These efforts have bought the royal family much good will,
but they should not distract our political leaders from the
central concern of the Saudi 1-12 religious curriculum. This
is not the time for heaping unqualified praise on the aging
monarch for promoting ``knowledge-based education,''
``extending the hand of friendship to people of other
faiths,'' promoting ``principles of moderation tolerance, and
mutual respect,'' and the like (phrases with which our
diplomatic statements on Saudi Arabia are replete).
[[Page E2172]]
The State Department needs to begin regular and detail
reporting on the remaining objectionable and violent passages
in Saudi government textbooks and to press in a sustained
manner for the kingdom to keep its 2006 pledge to us
regarding textbook reform. As USCIRF recommends, the
administration should also lift the indefinite waiver of any
action pursuant to the designation of Saudi Arabia as a
``Country of Particular Concern'' under the International
Religious Freedom Act--the only ``CPC'' to receive an
indefinite waiver.
In one of the Wikileaks cables written earlier this year on
Saudi King Abdullah to Secretary Clinton, U.S. Ambassador
James Smith makes the following observation: ``Reflecting his
Bedouin roots, he judges his counterparts on the basis of
character, honesty, and trust. He expects commitments to be
respected and sees actions, not words, as the true test of
commitment. . . .''
Bedouin or not, we should start demanding the same from
him.
Remarks by R. James Woolsey, Former Director of the Central
Intelligence Agency
I met on several occasions with the late President of
Indonesia, Abdurrahman Wahid, after his Presidency but while
he was leading the world's largest libertarian Muslim
organization, Nandlatul Ulama. What a truly magnificent man
he was. Nandlatul Ulama's members, as is the case for the
vast majority of Indonesia's Muslims, espouse essentially the
Enlightenment's embrace of reason and in particular it's
separation of the spiritual and secular realms. Indonesia's
traditions in this regard harken back hundreds of years, and
this country that contains more Muslims than any other does
not call itself a Muslim nation.
There are hundreds of millions of such truly moderate
Muslims in the world, including a very substantial share of
those in the U.S. They should be regarded as our colleagues
and friends in trying to build a peaceful and prosperous
modern world.

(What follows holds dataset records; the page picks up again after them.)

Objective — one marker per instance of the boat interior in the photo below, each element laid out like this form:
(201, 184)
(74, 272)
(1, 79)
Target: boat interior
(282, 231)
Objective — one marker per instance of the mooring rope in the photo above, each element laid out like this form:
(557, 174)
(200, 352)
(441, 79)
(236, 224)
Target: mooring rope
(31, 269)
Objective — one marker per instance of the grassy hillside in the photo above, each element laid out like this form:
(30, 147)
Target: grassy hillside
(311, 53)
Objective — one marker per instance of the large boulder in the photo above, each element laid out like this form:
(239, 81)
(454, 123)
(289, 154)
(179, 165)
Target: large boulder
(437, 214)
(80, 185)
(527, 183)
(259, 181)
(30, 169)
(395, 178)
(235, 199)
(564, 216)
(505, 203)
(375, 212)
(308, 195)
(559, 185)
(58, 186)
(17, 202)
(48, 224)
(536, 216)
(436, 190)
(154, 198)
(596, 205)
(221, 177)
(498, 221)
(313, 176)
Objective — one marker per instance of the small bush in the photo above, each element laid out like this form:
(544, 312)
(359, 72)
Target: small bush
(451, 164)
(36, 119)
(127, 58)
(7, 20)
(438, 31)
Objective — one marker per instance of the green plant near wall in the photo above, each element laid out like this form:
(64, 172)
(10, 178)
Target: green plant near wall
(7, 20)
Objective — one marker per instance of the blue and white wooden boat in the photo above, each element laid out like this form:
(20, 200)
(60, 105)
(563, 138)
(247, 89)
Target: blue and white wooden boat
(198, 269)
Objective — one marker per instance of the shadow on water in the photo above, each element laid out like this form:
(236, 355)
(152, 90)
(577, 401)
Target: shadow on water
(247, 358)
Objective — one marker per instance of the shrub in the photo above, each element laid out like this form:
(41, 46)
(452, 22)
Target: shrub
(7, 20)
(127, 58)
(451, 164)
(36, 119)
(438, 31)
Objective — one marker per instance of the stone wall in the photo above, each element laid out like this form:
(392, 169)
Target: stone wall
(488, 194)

To use a very rough analogy to the Cold War
years, such truly moderate Muslims are something like the
Social Democrats and Democratic Socialists--George Orwell,
Helmut Schmidt--who were our colleagues in winning the Cold
War against a communist empire that called itself
``socialist'' but whose essence was totalitarian.
Of course terrorists, whether Muslim or not, are not our
colleagues and friends but our enemies through and through,
just as were the communists' instruments of violence such as
the Spetznaz. But some have come to believe that in the world
of Islam today these two groupings--moderate Muslims and
terrorists--are the only ones that exist. Sadly such is not
the case.
During the Cold War there were non-violent totalitarians--
such as many members of the American Communist Party--who
fervently worked for the triumph of communism and the
establishment of a dictatorship of the proletariat but
utilizing non-violent means. So also today there are some
Muslim groups and individuals who work hard to replace our
Constitution with the totalitarian socio-political doctrine
that Islam calls shariah. Shariah has as its objective the
establishment of a world-wide caliphate--a theocratic
totalitarian state. Along the way to this objective adherence
to shariah entails accepting a set of doctrines that calls
for: death to apostates and homosexuals, brutal treatment of
women, rejection of democracy (and indeed all man-made law),
anti-semitism, and much else.
In order to bring about the caliphate--the complete
rejection of Article VI of the Constitution--it is not always
tactically wise to utilize violence, or violent jihad.
Sometimes what Muslim Brotherhood writers call ``civilization
jihad'' is a shrewder tactic. It is well-defined in a
document, ``An Explanatory Memorandum: On the General
Strategic Goal for the Group'' entered into evidence in the
2008 case, United States v. Holy Land Foundation. The
document was written by Mohammed Akram, a senior Hams leader
in the U.S. and a member of the Board of Directors of the
Muslim Brotherhood in North America. The document makes it
clear that what is involved is a ``settlement process'' lead
by the Muslim Brotherhood that constitutes a ``grand jihad in
eliminating and destroying the Western civilization from
within and `sabotaging' its miserable house by their hands
and the hands of the believers so that it is eliminated. . .
.''
In the Holy Land Foundation case, which dealt with
terrorist financing, it was established that a number of
Muslim Brotherhood organizations such as CAIR and ISNA,
though not indicted, were part of the terror-financing
conspiracy.
In short, as during the Cold War, we need to understand
that the central distinction is between those who accept
democracy and the rule of (man-made) law and those who do
not. We were on the same side during the Cold War as
socialists George Orwell and Helmut Schmidt and both the Red
Army and Gus Hall were on the other. Today we can make common
cause with all Muslims who are neither planning to blow up
airliners nor working on ``eliminating and destroying the
Western civilization from within.''
But we must not ignore those who are making such efforts or
be deterred from dealing with them just because they engage
in name-calling, such as labeling those who call them to
account as ``Islamophobes.'' Those who bravely stood up
against the Spanish Inquisition--whether Muslims, Jews, or
Christians--were not ``Christianophobes.'' We need to find
Constitutional means--drawings on our experiences during the
Cold War--to thwart the Islamist sabotage called for by the
Muslim Brotherhood document and to do so in such a way as to
protect the rights of those Muslims who are not engaged in
either violent jihad or ``civilization jihad'' against us.
This will require us to think clearly about how to deal
with Saudi Arabia, our ally on some aspects of fighting
terrorism, but also the principal source of funding of a
major share of the terrorists who attack us and the teaching
of hatred that fuels the civilization jihad as well.
Above all, we cannot begin to deal with these issues unless
we speak clearly. It is time to end the euphemisms and the
verbal dancing. One is hot accusing all Christians of burning
women at the stake if one examines how the Salem witch trials
grew out of some Puritan thinking. So too with totalitarian
offshoots of any religion, including Islamism. Islamists'
efforts to establish a caliphate and sabotage our
Constitution have to be called what they are--they are not
random acts of ``violent extremists.'' They are, for
Islamists, jihad. And they must be defeated.